Friday, March 27th, 2009

A little over half of our sample of aggressors vs. minors had married prior to being interviewed, not a small proportion considering that they are our youngest group of offenders. The average aggressor vs. minors married earlier than the average member of any other group—to be specific, at age 20.5 years.

Of all our groups, they had the most unstable marriages. They are the only group in which fewer than half of the ever-married men had married only once. Evidently only their youthfulness and the consequent limitation of time had prevented them from making a record for even larger numbers of marriages. Naturally, they are notable not only for multiple marriages but for the brevity of their marriages. They rank first among those with one broken marriage of two years or less, and fourth with two or more equally brief marriages.

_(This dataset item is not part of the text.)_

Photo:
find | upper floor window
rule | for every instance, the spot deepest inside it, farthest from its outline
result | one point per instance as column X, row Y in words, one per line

In the light of all this, it comes as no surprise to find that the aggressor vs. minors had by far the shortest acquaintance with his future wife—in fact, he had known her for less than two months. This short acquaintance was no handicap to him in having premarital coitus with her: 86 per cent did, the largest proportion of any group. The relatively short time between the beginning of coitus and marriage prevented any large number of pregnant brides. It is worth noting that despite the brevity of his marriages the aggressor vs. minors had a moderate number of children (18 for every ten aggressors vs. minors).

Once married, the aggressors vs. minors were inclined toward lengthy precoital play. Over one third (second only to the aggressors vs. adults) habitually devoted half an hour or more to petting prior to marital coitus. For the majority, this included mouth-genital contact —indeed, 43 per cent (second in rank-order) experienced both fellation and cunnilingus. The unusual interest in mouth-genital contact typical of aggressors vs. minors and adults exhibited before marriage carried over into marriage.

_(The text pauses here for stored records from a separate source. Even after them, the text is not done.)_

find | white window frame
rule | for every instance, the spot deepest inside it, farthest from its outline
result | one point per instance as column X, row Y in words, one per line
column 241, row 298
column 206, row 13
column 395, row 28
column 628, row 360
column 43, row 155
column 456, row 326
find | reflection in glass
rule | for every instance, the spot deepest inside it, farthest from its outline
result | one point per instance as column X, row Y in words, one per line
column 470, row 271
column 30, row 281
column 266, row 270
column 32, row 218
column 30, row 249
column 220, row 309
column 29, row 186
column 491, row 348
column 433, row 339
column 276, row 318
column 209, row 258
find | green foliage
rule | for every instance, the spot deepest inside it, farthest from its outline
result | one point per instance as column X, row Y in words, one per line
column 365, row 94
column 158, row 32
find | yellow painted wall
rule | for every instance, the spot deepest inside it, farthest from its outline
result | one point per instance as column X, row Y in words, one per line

Since a high incidence of mouth-genital contact in marriage usually is indicative of liberal sexual attitudes, it follows that a very large proportion of the aggressors vs. minors used coital positions other than the conventional male-prone female-supine. Also a moderately high number (17 per cent) had had anal coitus with their wives.

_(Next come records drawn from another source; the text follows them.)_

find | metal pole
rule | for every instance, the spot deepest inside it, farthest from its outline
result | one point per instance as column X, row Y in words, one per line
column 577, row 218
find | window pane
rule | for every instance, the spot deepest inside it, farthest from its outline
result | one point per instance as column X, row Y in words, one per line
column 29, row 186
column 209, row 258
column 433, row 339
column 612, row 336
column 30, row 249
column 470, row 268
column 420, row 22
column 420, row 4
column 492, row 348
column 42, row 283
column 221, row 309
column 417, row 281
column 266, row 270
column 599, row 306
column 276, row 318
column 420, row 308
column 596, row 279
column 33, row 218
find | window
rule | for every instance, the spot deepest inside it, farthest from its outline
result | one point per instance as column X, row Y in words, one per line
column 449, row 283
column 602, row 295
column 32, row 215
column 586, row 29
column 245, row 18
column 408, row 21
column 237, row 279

We cannot determine whether the high incidence of premarital coitus with fianc?es and the hasty marriages indicate that the aggressors vs. minors were marrying females who were above average in sexual responsiveness. We can, however, state that on the basis of their husbands’ reports these wives were second only to the wives of the peepers in orgasmic responsiveness; in over three quarters of the years of marriage they reached orgasm nine times out of ten or better. Such unusual response coupled with the typical tendency of the aggressors to misjudge their female sexual partners makes us feel that these reported data are biased.

Obviously this allegedly good sexual adjustment did not counterbalance the maladjustments that plagued the marriages of the aggressors vs. minors. In fact, these offenders reported the fewest happy marriages of any group. About a fourth (the next to fewest) of their years of marriage had been very happy, whereas 41 per cent (the largest proportion recorded) were very unhappy.

In accord with their attitudes about coitus, some 79 per cent of the aggressors vs. minors had extramarital coitus (the third highest percentage), which is far above the 47 per cent of the control group. These men with such coitus had it with a greater number of partners (12) than the men of any other group.

There were too few separated, widowed, and divorced individuals to permit calculation of postmarital statistics.